5. Law of the Alibi:     If you tell the boss you were late for work because you had a flat tire, the very next morning you really will have a flat tire.   

6. Law of Variation:     If you change traffic lanes, the one you were in will start to move faster than the one you are in now. (works every time)     

7. Law of Bathing :      After the body is fully immersed in warm, soothing water, the telephone rings.     

8. Law of Close Encounters:      The probability of meeting someone you know increases when you are with someone you don't want to be seen with.   

9. Law of the Result:    When you try to prove to someone that a machine won't work, it will.   Likewise, if you try to prove that a machine will work, it won't.
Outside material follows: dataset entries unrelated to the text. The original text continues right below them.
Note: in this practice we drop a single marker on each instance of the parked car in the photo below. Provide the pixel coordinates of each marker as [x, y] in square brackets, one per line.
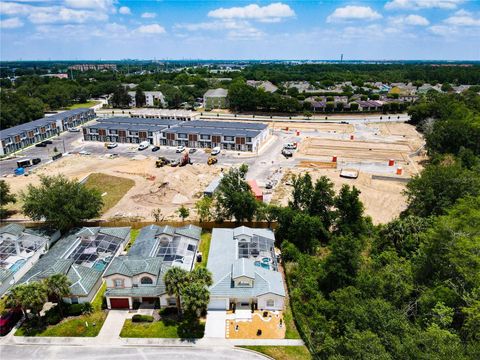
[8, 321]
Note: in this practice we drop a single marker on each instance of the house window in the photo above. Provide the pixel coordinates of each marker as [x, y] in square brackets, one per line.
[146, 281]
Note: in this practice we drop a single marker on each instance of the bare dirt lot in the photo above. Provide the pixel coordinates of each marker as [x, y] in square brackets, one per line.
[383, 200]
[166, 188]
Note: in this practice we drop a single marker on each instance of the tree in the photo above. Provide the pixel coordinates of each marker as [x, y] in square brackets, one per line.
[61, 202]
[140, 99]
[204, 208]
[234, 197]
[175, 280]
[183, 212]
[58, 287]
[438, 187]
[5, 197]
[349, 212]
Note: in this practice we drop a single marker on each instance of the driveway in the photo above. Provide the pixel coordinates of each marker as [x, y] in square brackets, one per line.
[216, 324]
[112, 326]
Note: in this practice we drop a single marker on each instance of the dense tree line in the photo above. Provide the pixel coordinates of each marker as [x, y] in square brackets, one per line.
[408, 289]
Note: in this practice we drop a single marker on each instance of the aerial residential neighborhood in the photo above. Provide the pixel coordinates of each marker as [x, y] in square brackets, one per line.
[289, 180]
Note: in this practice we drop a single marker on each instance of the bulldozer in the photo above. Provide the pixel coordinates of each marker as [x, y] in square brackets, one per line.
[212, 160]
[162, 161]
[185, 160]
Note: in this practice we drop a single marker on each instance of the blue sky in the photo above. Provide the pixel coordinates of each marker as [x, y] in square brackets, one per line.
[301, 29]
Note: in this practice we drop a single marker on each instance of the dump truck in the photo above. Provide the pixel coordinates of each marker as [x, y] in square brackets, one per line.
[212, 160]
[162, 161]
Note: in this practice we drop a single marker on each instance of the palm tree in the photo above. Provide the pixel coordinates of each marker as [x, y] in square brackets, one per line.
[202, 276]
[175, 279]
[58, 287]
[195, 296]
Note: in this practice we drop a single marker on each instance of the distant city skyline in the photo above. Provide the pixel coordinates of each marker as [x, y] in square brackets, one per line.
[240, 30]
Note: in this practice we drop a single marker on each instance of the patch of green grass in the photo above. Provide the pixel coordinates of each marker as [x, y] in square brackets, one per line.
[78, 326]
[82, 105]
[157, 329]
[283, 352]
[204, 247]
[291, 331]
[115, 188]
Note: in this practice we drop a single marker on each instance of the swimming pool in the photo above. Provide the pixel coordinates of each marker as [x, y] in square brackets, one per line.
[100, 265]
[18, 264]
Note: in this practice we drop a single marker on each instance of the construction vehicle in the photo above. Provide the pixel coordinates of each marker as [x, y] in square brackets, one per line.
[212, 160]
[185, 160]
[162, 161]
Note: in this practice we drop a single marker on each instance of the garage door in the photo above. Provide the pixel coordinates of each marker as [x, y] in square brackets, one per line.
[121, 303]
[218, 304]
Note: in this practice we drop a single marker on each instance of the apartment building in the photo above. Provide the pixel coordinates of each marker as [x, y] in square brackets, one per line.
[239, 136]
[21, 136]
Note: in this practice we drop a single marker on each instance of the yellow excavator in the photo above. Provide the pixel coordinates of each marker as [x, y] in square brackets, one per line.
[212, 160]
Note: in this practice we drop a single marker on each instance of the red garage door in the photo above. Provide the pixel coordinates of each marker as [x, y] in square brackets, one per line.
[119, 303]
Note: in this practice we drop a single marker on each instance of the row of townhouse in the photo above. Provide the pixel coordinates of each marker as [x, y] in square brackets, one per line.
[21, 136]
[238, 136]
[242, 261]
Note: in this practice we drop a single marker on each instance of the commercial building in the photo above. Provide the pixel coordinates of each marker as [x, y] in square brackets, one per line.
[138, 276]
[20, 249]
[83, 256]
[152, 98]
[239, 136]
[21, 136]
[245, 270]
[215, 99]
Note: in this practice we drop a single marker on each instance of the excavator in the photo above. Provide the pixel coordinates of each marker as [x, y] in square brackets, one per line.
[212, 160]
[162, 161]
[185, 160]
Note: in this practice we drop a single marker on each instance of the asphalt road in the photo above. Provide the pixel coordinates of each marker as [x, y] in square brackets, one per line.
[56, 352]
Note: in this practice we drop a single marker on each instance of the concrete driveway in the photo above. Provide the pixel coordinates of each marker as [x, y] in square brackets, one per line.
[216, 324]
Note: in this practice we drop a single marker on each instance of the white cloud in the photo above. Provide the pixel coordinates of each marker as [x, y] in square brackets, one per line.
[270, 13]
[99, 5]
[148, 15]
[352, 12]
[53, 15]
[11, 23]
[463, 18]
[124, 10]
[422, 4]
[415, 20]
[151, 29]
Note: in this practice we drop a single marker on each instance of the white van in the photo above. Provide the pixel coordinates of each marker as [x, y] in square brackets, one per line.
[143, 145]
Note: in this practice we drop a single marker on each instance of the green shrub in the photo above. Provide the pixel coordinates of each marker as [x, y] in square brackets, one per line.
[142, 318]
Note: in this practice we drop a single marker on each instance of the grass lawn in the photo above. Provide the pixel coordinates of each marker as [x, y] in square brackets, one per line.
[204, 247]
[166, 328]
[115, 188]
[87, 104]
[291, 331]
[75, 326]
[283, 352]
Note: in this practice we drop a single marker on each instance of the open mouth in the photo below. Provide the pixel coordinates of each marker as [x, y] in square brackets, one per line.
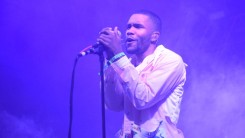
[129, 40]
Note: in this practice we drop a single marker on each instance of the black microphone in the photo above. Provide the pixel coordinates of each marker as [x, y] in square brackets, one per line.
[92, 49]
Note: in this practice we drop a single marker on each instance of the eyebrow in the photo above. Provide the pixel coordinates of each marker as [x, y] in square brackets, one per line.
[136, 25]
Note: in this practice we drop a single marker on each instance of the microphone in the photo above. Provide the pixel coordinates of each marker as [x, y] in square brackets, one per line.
[92, 49]
[95, 48]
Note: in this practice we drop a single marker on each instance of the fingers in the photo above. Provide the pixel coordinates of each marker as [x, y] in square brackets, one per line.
[106, 31]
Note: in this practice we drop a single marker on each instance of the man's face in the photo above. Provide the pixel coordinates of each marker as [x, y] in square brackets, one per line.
[138, 34]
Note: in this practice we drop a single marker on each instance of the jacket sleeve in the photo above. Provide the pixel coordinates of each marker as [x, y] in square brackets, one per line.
[154, 83]
[113, 90]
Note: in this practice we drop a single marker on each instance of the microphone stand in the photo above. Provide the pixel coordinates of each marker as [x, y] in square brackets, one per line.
[101, 58]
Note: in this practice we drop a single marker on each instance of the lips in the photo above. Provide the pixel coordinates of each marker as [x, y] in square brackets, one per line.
[129, 40]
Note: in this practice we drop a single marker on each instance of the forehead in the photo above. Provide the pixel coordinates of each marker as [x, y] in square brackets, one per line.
[140, 19]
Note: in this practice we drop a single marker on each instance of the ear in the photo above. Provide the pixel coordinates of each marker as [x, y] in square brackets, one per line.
[154, 37]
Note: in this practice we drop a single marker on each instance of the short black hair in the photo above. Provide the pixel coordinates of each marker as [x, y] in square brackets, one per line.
[154, 17]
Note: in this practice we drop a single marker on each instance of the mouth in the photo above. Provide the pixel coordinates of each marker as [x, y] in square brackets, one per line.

10. Law of Biomechanics:   The severity of the itch is inversely proportional to the reach.     

11. Theatre Rule:    At any event, the people whose seats are furthest from the aisle arrive last.   

12. Law of Coffee:      As soon as you sit down to a cup of hot coffee, your boss will ask you to do something that will last until the coffee is cold.   

13. Murphy's Law of Lockers:   If there are only two people in a locker room, they will have adjacent lockers.   

 14. Law of the Locker Room:     If you are uncomfortable being naked; the dressing room will fill up with greek gods or goddesses.   

 15. Law of Dirty Rugs/Carpets:    The chances of an open-faced jelly sandwich of landing face down on a floor covering are directly correlated to the newness and cost of the carpet/rug. 

16. Law of Location:    No matter where you go, there you are.     

17. Law of Logical Argument:    Anything is possible if you don't know what you are talking about.     

18. Brown's Law:    If the shoe fits, it's ugly.   

19. Oliver's Law:    A closed mouth gathers no feet.     

20. Wilson 's Law:    As soon as you find a product that you really like, they will stop making it or the store will stop stocking it.